Jonathan Macri: I'm definitely looking forward to that race. The team has been really quick this year on street circuits. So I think that's a circuit that definitely favors my style of driving, as well. Last year, we ran quick there and finished in the top five, which was really good for me. So going there again, we came up with a strong finish in Toronto.
It's kind of hard to expect going in every week. It's such a close field; you're never really sure where you're going to be in the field, but we definitely have a good setup there. So things should turn out good for us. I really love the track there, and I know that we are going to have a good setup there and it should pretty much be a good weekend for us.
Q: I know that you are a very young guy, so I don't know how much of that history that particular venue, Trois-Rivieres, you are familiar with, but is that a place where you are aware of the history and the tradition and the prestige associated with that venue?
Jonathan Macri: Yes, actually. Every year, I'm learning more and more about it. Yeah, I'm pretty familiar with the prestige of the CART Toyota Atlantic Championship everything and coming back there and how it somewhat originated from that race as well.
But I'm still learning more and more about every single race I go to.
Q: For both Josh and Jonathan, I'm sure you guys saw the impact of the gold medal victory in Salt Lake City; and Eric Gagne has talked about how proud he is to represent Canada, even with the backdrop of the political situation of the Montreal Expos. I wonder if this is giving you guys some thought; you talked about personal team pride, does it give you a sense of the impact you could have, wearing that Maple Leaf on the fire suit, and does it give you some thought about what it means and the impact that you could have as a Canadian athlete?
Jonathan Macri: I definitely feel the pressure of just being back in front of the hometown crowd and having them put the pressure on me to allow me to do well in front of them, having friends and family, as well.

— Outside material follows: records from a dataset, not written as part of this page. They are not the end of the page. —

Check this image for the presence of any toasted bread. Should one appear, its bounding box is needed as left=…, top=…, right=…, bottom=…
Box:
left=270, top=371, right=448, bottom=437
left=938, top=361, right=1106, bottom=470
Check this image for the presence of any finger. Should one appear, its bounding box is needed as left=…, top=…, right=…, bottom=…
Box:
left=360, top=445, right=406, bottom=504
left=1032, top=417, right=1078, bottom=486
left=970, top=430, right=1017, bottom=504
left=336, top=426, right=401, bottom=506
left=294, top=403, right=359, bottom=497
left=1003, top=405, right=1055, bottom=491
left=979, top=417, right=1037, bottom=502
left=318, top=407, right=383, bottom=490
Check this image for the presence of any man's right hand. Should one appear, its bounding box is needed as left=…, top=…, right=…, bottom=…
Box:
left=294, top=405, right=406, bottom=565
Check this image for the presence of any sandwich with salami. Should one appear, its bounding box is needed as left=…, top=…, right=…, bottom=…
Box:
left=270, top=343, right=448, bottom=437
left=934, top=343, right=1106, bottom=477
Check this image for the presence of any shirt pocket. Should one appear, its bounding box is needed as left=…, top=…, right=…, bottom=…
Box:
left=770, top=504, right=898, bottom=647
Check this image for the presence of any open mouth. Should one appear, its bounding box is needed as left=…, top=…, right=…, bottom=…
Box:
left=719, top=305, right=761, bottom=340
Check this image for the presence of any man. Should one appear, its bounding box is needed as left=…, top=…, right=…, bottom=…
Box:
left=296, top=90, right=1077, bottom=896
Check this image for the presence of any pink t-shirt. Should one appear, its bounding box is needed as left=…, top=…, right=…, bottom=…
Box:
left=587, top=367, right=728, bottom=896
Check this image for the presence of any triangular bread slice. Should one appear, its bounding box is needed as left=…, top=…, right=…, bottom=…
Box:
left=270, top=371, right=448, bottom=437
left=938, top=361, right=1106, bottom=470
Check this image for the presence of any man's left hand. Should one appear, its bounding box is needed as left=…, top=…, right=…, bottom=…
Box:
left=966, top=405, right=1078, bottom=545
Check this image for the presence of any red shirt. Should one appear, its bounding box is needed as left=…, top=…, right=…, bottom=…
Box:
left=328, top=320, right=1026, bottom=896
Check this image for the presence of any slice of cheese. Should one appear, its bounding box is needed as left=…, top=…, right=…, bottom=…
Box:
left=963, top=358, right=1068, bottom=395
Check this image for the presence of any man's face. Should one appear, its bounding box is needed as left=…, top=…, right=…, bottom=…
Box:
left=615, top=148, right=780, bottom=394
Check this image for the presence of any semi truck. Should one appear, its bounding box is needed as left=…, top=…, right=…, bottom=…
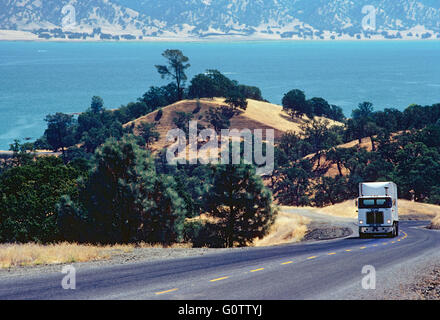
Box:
left=356, top=182, right=399, bottom=238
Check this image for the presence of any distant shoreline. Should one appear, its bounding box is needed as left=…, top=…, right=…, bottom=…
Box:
left=0, top=29, right=440, bottom=43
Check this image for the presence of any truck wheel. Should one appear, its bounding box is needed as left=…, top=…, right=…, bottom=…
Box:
left=389, top=224, right=397, bottom=238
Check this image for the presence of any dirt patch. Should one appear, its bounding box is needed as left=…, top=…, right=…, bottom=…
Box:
left=411, top=266, right=440, bottom=300
left=254, top=211, right=310, bottom=247
left=303, top=222, right=353, bottom=241
left=428, top=214, right=440, bottom=230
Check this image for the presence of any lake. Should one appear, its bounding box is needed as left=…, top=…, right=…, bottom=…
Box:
left=0, top=41, right=440, bottom=150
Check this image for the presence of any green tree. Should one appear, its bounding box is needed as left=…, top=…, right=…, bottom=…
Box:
left=90, top=96, right=104, bottom=113
left=0, top=157, right=81, bottom=243
left=59, top=136, right=186, bottom=244
left=44, top=112, right=75, bottom=160
left=275, top=159, right=313, bottom=206
left=282, top=89, right=312, bottom=118
left=206, top=164, right=275, bottom=247
left=136, top=122, right=160, bottom=149
left=156, top=49, right=191, bottom=100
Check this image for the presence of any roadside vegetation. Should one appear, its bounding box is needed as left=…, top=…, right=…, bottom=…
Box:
left=0, top=50, right=440, bottom=255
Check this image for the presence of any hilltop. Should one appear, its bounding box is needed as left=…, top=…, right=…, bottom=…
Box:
left=124, top=98, right=342, bottom=151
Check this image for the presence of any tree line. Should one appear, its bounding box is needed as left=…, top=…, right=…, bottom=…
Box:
left=0, top=50, right=440, bottom=247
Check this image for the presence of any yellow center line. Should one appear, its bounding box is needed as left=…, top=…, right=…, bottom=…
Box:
left=156, top=288, right=179, bottom=295
left=209, top=277, right=229, bottom=282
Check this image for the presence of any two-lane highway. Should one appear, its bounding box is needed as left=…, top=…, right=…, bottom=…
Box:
left=0, top=222, right=440, bottom=300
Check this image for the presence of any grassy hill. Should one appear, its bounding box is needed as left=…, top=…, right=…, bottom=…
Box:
left=124, top=98, right=342, bottom=151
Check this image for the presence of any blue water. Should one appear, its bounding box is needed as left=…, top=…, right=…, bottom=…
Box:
left=0, top=41, right=440, bottom=149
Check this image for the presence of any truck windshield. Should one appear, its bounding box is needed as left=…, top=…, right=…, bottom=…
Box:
left=359, top=198, right=393, bottom=209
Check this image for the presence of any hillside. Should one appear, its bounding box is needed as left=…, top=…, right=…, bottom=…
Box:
left=0, top=0, right=440, bottom=40
left=124, top=98, right=342, bottom=151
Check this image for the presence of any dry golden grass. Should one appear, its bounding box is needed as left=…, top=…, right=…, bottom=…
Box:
left=314, top=199, right=440, bottom=220
left=0, top=243, right=134, bottom=268
left=0, top=242, right=191, bottom=269
left=254, top=211, right=310, bottom=247
left=429, top=214, right=440, bottom=230
left=124, top=98, right=342, bottom=150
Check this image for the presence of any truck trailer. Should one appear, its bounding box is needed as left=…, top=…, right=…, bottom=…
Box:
left=356, top=182, right=399, bottom=238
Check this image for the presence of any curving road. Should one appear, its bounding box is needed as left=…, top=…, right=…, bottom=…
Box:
left=0, top=222, right=440, bottom=300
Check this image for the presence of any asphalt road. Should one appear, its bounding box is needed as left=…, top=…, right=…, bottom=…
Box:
left=0, top=222, right=440, bottom=300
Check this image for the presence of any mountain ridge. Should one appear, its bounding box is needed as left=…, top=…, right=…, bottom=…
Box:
left=0, top=0, right=440, bottom=40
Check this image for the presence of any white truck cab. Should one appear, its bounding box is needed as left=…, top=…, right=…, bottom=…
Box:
left=356, top=182, right=399, bottom=238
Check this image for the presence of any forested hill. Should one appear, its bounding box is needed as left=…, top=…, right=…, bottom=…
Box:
left=0, top=0, right=440, bottom=40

I think it's coming to race in Canada, that's definitely something extra to push for. I think you wake up each morning before going to the racetrack and you feel good about going to the racetrack. You have an extra reason to do good that day in front of the hometown crowd and everything.
Yeah, it does feel really good. This year I feel a little support of the fans and the Canadian fans, and they are really good with the support that they are giving. I think from my aspect, it definitely helps me do better in front of the hometown crowd.
Josh Beaulieu: I think most Canadian kids grow up dreaming of wearing a gold medical around their neck at the Olympics. I think that same sense definitely transfers over to racing.
My first experience, my first race this year in Canada at the Toronto Indy, like Jonathan says, you wake up in the morning and you have that much more motivation to do well and to do a good job and to have a successful weekend in front of your own country, not only your hometown, but your home country. There's definitely an element of not only your hometown, but also in representing your nation well, and especially in an international series like we are involved in.
Merrill Cain: We appreciate you both joining us today, both Jonathan and Josh, thanks for participating in the call. We appreciate it and we look forward to seeing you in Vancouver in couple of days.
We'd also like to thank Alex Tagliani of Player's/Forsythe Racing Team for joining us today. And we'd like to remind everybody that the Champ Cars return to the track this weekend. Sunday's race will air live on SPEED Channel with pre-race coverage getting underway at 4:00 p.m. Eastern time. Thanks to all what participated in today's call and have a wonderful afternoon.